2025, Dec 16 03:00

How to Split a Multiline, Comma-Separated String Column into a Nested List in Polars (list.eval + pl.element)

Learn how to split a multiline, comma-separated string column into a list of lists in Polars using list.eval and pl.element, with indexing and casting tips.

When a column stores a multiline, comma-separated payload in a single string, you often want to split it into a nested list that is easy to index and reuse across the pipeline. In Polars, a single split gets you only halfway: you end up with a list of lines, not a list of lists. The trick is applying a second split inside each list element.

Minimal setup and the stumbling block

Consider a single-row DataFrame where one cell contains multiple CSV-like lines. A straightforward split by newline produces only the outer list, stopping before the comma step.

frame = pl.DataFrame({"payload": "A,B,C,1\nD,E,F,2\nG,H,I,3\nJ,K,L,4"})
attempt = frame.with_columns(
    pl.col("payload").str.split("\n")
)

This yields a list of lines, but not a list of lists of fields.

Why it happens

.str.split("\n") transforms the string into a List[str] where each element is a line. To split each line by comma, the operation must run at the element level inside that list. That is exactly what list.eval with pl.element() does. Also note that in this example there are mixed strings and numbers in a single row; Polars doesn’t support mixed types in a list, so the numbers must remain strings.
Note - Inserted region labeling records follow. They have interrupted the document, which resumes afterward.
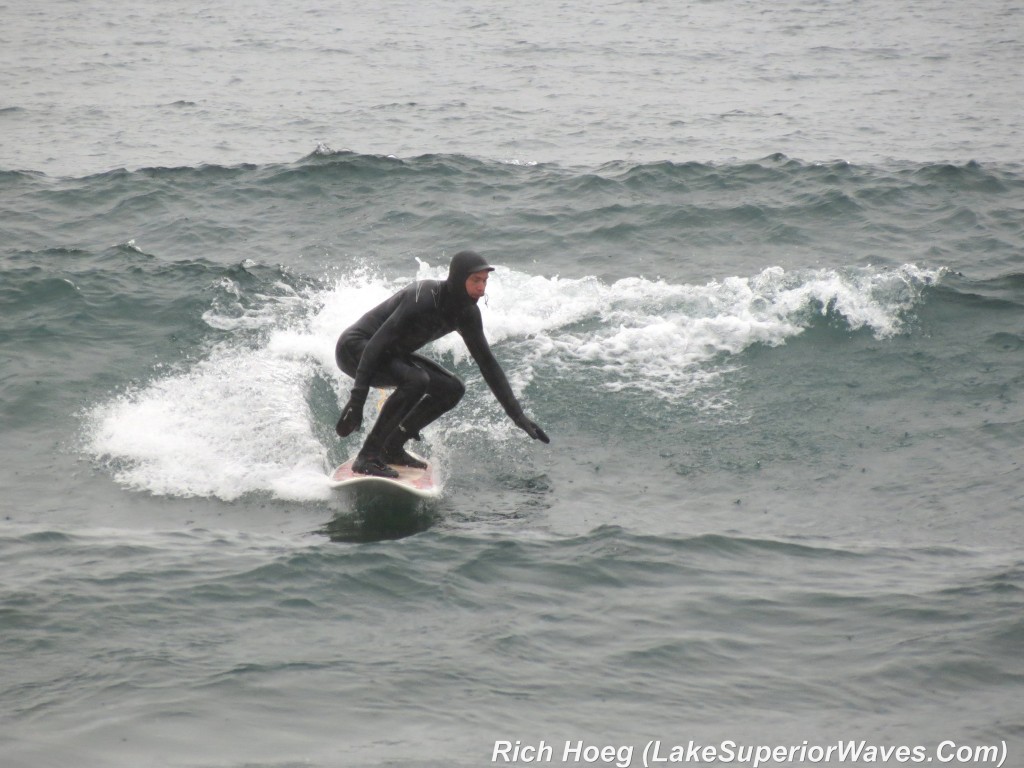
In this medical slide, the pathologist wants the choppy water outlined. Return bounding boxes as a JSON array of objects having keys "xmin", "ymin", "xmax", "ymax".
[{"xmin": 0, "ymin": 2, "xmax": 1024, "ymax": 768}]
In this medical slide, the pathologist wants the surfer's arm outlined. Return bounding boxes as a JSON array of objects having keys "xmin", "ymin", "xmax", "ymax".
[{"xmin": 459, "ymin": 306, "xmax": 551, "ymax": 442}]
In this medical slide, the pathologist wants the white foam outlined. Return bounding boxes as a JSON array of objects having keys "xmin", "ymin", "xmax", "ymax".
[{"xmin": 87, "ymin": 262, "xmax": 939, "ymax": 500}]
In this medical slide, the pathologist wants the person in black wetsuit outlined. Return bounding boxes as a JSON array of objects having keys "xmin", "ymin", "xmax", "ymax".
[{"xmin": 335, "ymin": 251, "xmax": 550, "ymax": 477}]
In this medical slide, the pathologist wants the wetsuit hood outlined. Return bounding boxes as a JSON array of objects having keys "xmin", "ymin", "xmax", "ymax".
[{"xmin": 445, "ymin": 251, "xmax": 495, "ymax": 301}]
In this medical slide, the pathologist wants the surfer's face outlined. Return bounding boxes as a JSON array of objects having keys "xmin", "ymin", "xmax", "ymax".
[{"xmin": 466, "ymin": 269, "xmax": 490, "ymax": 301}]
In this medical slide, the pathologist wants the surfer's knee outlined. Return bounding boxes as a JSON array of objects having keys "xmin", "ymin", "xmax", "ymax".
[
  {"xmin": 437, "ymin": 376, "xmax": 466, "ymax": 408},
  {"xmin": 401, "ymin": 366, "xmax": 430, "ymax": 398}
]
The fix with list.eval and element-level logic

Use a nested split: first by newline to get lines, then apply an element-level split by comma within list.eval. The result is a List[List[str]].
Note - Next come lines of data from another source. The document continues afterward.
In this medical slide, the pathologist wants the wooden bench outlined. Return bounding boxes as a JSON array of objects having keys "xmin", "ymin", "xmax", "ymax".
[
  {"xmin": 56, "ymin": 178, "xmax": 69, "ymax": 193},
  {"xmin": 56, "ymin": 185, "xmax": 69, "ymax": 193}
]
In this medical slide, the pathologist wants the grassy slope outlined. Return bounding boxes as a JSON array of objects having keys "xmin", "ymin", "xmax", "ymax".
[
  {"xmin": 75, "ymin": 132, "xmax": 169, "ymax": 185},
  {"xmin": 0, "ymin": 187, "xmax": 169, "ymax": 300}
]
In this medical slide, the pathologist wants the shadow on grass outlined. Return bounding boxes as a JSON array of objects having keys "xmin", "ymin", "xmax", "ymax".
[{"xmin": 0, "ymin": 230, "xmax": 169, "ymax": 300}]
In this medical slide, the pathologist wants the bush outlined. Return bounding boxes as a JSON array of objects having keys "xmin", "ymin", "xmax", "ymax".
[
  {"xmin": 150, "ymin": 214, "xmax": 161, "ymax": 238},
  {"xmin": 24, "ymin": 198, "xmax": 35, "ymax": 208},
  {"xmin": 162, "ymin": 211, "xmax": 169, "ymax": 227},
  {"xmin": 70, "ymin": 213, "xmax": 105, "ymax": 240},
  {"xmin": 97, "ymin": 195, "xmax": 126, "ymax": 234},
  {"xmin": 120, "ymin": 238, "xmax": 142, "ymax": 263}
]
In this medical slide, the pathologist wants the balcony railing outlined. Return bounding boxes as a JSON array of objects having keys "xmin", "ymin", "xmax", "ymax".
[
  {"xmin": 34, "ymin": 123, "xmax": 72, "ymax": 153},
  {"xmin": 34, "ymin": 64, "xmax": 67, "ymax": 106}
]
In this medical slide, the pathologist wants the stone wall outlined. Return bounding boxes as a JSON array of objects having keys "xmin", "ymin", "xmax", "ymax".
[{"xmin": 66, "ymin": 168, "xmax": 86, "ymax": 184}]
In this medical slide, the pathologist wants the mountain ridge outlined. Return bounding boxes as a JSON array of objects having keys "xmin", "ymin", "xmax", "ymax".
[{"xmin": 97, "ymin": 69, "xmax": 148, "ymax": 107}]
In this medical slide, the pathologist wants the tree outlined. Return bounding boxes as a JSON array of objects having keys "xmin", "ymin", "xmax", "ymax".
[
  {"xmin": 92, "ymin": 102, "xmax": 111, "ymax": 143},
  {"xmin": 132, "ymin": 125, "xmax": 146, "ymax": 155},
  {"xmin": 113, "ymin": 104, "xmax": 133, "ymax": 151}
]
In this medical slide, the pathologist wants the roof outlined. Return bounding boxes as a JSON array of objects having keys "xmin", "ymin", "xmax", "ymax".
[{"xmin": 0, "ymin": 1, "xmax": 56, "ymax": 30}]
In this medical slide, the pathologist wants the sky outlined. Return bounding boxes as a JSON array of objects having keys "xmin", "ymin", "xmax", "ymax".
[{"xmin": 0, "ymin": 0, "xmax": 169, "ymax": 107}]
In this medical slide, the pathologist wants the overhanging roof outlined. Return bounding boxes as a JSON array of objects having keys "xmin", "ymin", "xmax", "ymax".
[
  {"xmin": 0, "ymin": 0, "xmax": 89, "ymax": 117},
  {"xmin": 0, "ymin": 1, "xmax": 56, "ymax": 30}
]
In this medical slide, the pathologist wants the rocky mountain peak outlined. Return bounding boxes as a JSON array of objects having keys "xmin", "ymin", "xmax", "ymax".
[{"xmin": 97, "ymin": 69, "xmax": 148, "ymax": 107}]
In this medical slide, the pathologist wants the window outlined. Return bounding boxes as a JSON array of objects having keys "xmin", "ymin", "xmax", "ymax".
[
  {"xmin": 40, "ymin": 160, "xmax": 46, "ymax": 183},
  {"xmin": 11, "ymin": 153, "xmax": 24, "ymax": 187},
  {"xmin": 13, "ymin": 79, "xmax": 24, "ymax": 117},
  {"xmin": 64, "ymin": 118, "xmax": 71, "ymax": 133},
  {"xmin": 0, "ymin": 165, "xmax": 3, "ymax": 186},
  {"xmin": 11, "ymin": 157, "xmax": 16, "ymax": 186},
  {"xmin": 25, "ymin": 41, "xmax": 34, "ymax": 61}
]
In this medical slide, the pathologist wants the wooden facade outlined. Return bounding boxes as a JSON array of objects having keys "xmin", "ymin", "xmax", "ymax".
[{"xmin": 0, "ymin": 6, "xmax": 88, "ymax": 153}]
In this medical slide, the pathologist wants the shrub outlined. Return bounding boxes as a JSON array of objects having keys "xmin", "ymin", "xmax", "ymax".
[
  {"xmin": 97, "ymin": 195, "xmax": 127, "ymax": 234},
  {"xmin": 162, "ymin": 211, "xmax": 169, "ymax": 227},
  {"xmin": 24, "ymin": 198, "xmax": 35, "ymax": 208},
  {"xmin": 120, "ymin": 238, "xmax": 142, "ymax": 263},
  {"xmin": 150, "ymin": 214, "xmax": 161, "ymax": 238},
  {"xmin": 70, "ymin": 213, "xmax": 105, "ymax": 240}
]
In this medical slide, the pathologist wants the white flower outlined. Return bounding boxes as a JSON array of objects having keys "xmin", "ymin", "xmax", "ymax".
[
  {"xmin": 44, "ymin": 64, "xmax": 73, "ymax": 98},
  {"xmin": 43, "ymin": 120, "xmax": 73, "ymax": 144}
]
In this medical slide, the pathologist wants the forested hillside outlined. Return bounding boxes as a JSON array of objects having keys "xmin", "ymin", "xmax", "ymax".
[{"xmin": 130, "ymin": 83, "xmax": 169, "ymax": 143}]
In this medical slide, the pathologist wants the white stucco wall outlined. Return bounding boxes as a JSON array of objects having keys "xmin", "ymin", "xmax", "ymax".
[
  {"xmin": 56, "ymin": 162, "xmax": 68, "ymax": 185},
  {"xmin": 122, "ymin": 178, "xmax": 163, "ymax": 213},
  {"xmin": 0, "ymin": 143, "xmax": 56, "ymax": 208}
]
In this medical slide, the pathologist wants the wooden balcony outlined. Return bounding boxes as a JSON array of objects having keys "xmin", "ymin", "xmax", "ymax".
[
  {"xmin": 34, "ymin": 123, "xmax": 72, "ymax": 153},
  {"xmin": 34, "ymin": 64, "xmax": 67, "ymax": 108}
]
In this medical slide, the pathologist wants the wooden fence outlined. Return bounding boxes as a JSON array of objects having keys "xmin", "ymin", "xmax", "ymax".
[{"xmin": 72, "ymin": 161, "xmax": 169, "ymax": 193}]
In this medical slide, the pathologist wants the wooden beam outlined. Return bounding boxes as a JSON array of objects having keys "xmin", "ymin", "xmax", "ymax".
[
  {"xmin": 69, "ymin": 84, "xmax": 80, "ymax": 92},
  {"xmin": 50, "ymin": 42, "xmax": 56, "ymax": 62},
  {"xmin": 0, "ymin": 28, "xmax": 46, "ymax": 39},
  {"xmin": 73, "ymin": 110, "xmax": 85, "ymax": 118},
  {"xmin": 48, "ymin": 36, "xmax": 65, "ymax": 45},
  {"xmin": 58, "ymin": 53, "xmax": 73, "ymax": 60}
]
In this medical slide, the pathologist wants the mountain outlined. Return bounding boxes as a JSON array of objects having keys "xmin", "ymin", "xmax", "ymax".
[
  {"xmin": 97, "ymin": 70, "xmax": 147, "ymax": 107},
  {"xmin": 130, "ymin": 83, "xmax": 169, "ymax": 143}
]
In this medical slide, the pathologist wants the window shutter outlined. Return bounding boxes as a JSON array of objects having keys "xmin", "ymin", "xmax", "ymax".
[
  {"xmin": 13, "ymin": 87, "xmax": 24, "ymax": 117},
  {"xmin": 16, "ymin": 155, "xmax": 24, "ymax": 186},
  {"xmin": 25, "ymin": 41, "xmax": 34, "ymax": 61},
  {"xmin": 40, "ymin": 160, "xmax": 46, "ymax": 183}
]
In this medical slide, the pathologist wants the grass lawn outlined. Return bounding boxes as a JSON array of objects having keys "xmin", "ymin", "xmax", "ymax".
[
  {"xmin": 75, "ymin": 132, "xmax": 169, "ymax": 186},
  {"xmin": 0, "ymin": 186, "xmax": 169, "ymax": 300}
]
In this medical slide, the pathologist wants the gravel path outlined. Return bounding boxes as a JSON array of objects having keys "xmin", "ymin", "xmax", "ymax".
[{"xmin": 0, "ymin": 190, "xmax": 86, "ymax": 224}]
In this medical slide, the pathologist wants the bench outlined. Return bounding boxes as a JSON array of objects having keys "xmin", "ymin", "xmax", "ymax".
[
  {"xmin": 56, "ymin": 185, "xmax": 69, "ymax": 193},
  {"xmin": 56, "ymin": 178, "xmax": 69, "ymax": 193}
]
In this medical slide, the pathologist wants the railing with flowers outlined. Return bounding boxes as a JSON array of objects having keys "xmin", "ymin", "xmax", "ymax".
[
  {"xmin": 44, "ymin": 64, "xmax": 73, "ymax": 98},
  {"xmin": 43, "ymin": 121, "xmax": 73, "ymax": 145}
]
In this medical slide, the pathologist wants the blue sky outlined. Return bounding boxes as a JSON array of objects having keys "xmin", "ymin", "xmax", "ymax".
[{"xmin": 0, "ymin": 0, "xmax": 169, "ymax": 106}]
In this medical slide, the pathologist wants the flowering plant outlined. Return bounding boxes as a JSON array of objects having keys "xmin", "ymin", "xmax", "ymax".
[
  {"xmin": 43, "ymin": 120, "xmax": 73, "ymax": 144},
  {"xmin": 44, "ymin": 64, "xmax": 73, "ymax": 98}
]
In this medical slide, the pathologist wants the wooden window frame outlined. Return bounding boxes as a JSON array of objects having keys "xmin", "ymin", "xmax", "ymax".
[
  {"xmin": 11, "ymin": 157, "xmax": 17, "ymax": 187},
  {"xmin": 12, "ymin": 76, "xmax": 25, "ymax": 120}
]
resolved = frame.with_columns(
    pl.col("payload")
      .str.split("\n")
      .list.eval(
          pl.element().str.split(",")
      )
)

Now each line is split into fields, and the column contains a list of lists ready for indexing or further transformation. If you plan to use these lists from other columns readily, you might want to convert to a struct column and unnest it to get flat columns.

Indexing into the nested list

If you need to pull out a specific value and cast it, you can index into the nested list and convert as needed. Below is a small demonstration that extracts the fourth field of the third inner list and casts it to Int64.

demo = pl.DataFrame(
    {"payload": [[
        ["A", "B", "C", "1"],
        ["D", "E", "F", "2"],
        ["G", "H", "I", "3"],
        ["J", "K", "L", "4"]
    ]]},
    strict=False
)
picked = demo.with_columns(
    pick_value = pl.col("payload").list[2].list[3].cast(pl.Int64)
)

Why this matters

String parsing pipelines in Polars often arrive as single-column blobs. Converting them into a proper nested structure early makes downstream transformations predictable and type-safe. Knowing that mixed-type lists aren’t supported prevents subtle schema issues; keeping numerics as strings or casting on extraction avoids surprises. When the end goal is tabular fields, turning the nested structure into a struct and unnesting helps expose clean, flat columns.

Takeaway

When splitting a column into a list of lists in Polars, think in two phases: split the outer layer, then evaluate an element-level split inside the list using list.eval and pl.element(). Keep in mind that lists cannot mix types, so cast selectively when extracting. If your next step is columnar operations, consider converting to a struct and unnesting to work with flat, well-typed columns.